Upload the data set in R, setting the appropriate formats for the variables
Create a new script named “data-manipulation” with your surname and name as follows: “YOUR SURNAME-YOUR NAME-data-manipulation”, and save it
In the script, write the code to perform the following operations:
load the library “Tidyverse”
show the first rows of the data frame by using the function head
create a new data frame “tweets_vienna_small_updated” by updating the dataframe “tweets_vienna_small” by using the function mutate to create a new column “log_friends_count” whose values are the log of the values in the column “friends_count” (you don’t need to add 1 to the values in the column “friends_count”)

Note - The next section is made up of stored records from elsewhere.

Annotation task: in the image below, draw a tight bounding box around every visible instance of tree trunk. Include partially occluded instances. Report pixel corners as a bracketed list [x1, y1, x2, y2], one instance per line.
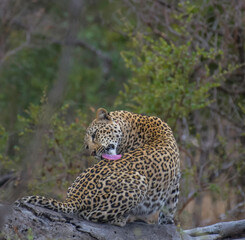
[0, 204, 190, 240]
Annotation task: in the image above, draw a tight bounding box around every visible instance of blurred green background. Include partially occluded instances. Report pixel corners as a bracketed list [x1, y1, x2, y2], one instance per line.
[0, 0, 245, 228]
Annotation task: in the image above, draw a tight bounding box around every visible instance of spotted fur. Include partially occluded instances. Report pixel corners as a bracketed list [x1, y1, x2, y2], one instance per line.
[15, 109, 180, 226]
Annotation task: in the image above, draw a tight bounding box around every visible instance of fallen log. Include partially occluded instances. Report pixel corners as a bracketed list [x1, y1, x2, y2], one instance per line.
[184, 220, 245, 240]
[0, 203, 245, 240]
[0, 204, 190, 240]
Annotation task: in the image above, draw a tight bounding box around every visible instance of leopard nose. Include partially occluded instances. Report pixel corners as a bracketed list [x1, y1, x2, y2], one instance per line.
[106, 144, 115, 150]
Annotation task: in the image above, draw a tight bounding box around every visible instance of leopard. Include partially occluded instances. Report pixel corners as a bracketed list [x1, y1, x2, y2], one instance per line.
[16, 108, 181, 227]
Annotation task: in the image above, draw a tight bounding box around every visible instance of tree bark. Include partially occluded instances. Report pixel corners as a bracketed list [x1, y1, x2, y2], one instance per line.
[0, 204, 190, 240]
[0, 203, 245, 240]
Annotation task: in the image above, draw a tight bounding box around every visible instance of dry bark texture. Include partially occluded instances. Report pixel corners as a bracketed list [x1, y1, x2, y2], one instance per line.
[0, 204, 189, 240]
[0, 204, 245, 240]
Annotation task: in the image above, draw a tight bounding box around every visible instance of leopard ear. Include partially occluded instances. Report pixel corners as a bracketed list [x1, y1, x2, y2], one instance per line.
[96, 108, 111, 121]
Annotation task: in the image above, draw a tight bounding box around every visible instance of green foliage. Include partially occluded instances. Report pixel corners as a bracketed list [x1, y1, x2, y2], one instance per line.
[0, 98, 93, 198]
[117, 34, 221, 127]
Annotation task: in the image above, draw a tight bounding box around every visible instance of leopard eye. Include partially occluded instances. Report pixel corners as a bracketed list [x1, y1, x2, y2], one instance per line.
[91, 130, 98, 141]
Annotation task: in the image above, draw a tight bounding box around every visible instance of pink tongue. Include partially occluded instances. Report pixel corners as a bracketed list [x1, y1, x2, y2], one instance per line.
[102, 154, 122, 160]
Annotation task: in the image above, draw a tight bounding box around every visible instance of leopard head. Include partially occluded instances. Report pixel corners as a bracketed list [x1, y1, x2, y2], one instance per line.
[84, 108, 123, 159]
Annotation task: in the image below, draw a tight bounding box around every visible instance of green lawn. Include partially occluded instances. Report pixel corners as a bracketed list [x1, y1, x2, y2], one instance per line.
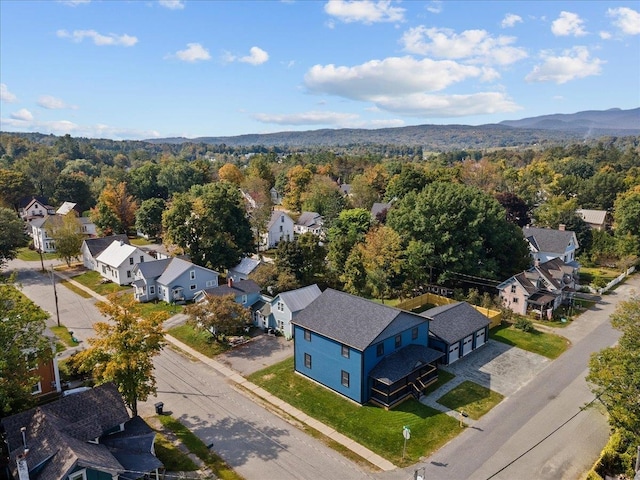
[249, 358, 460, 466]
[51, 325, 80, 347]
[167, 324, 231, 358]
[489, 325, 569, 359]
[73, 270, 131, 295]
[436, 380, 504, 420]
[17, 247, 58, 262]
[157, 415, 243, 480]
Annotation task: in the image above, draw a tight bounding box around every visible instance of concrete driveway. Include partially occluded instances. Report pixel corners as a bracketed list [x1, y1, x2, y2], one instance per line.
[216, 333, 293, 376]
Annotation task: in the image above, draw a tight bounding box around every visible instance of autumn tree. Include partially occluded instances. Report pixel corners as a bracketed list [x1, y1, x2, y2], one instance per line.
[0, 207, 27, 268]
[0, 284, 53, 417]
[162, 182, 255, 270]
[91, 182, 138, 235]
[185, 294, 251, 340]
[72, 294, 167, 416]
[46, 210, 84, 266]
[136, 198, 166, 238]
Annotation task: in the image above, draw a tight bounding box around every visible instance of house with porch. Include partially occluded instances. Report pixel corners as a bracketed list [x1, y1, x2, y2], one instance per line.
[95, 241, 155, 285]
[420, 302, 489, 365]
[496, 257, 578, 319]
[132, 257, 219, 303]
[268, 284, 322, 338]
[292, 289, 444, 408]
[260, 210, 293, 250]
[522, 225, 579, 265]
[0, 383, 163, 480]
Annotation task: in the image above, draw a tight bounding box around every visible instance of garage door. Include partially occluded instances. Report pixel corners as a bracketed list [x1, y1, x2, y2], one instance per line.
[462, 335, 473, 357]
[449, 343, 460, 365]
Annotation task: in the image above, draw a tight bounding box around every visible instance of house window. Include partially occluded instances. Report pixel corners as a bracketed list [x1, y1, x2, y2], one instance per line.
[341, 370, 349, 388]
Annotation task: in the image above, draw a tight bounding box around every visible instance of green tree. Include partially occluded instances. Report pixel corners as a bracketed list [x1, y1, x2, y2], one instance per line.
[162, 182, 255, 270]
[46, 210, 84, 266]
[0, 207, 27, 268]
[587, 296, 640, 439]
[185, 294, 251, 340]
[72, 294, 167, 416]
[387, 182, 530, 282]
[136, 198, 166, 238]
[0, 284, 53, 416]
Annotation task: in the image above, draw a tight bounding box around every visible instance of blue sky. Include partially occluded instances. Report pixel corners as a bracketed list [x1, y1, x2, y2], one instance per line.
[0, 0, 640, 139]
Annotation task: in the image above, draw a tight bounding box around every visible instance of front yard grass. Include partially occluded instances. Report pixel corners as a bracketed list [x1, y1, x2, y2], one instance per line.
[248, 358, 461, 467]
[73, 270, 131, 295]
[436, 380, 504, 420]
[157, 415, 243, 480]
[489, 325, 569, 360]
[167, 323, 231, 358]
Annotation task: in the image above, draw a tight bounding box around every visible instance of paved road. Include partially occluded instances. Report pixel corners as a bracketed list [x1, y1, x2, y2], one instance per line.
[380, 275, 640, 480]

save the updated dataframe “tweets_vienna_small_updated”, by using the following code to save a csv file (please change YOUR SURNAME-YOUR NAME with your actual surname and name): write.csv(tweets_vienna_small_updated, file = “./data/YOUR SURNAME-YOUR NAME-tweets_vienna_small_updated.csv”, row.names=F) (we add row.names=F to avoid saving the number that indexes each row)
create a new data frame named “summary_tweets_vienna_small” aggregating the data by “screen_name” (using the function group_by) and then summarizing the data (by using the function summarize) as follows:
in a column named “average_favorite_count”, calculate the average of “favorite_count” by “screen_name” (that is, by user)
in a column named “average_retweet_count”, calculate the average of “retweet_count” (by user, obviously, since the data are already aggregated by user’ name)
in a column named “number_of_tweets”, calculate the number of tweets published by each users (by using the function n())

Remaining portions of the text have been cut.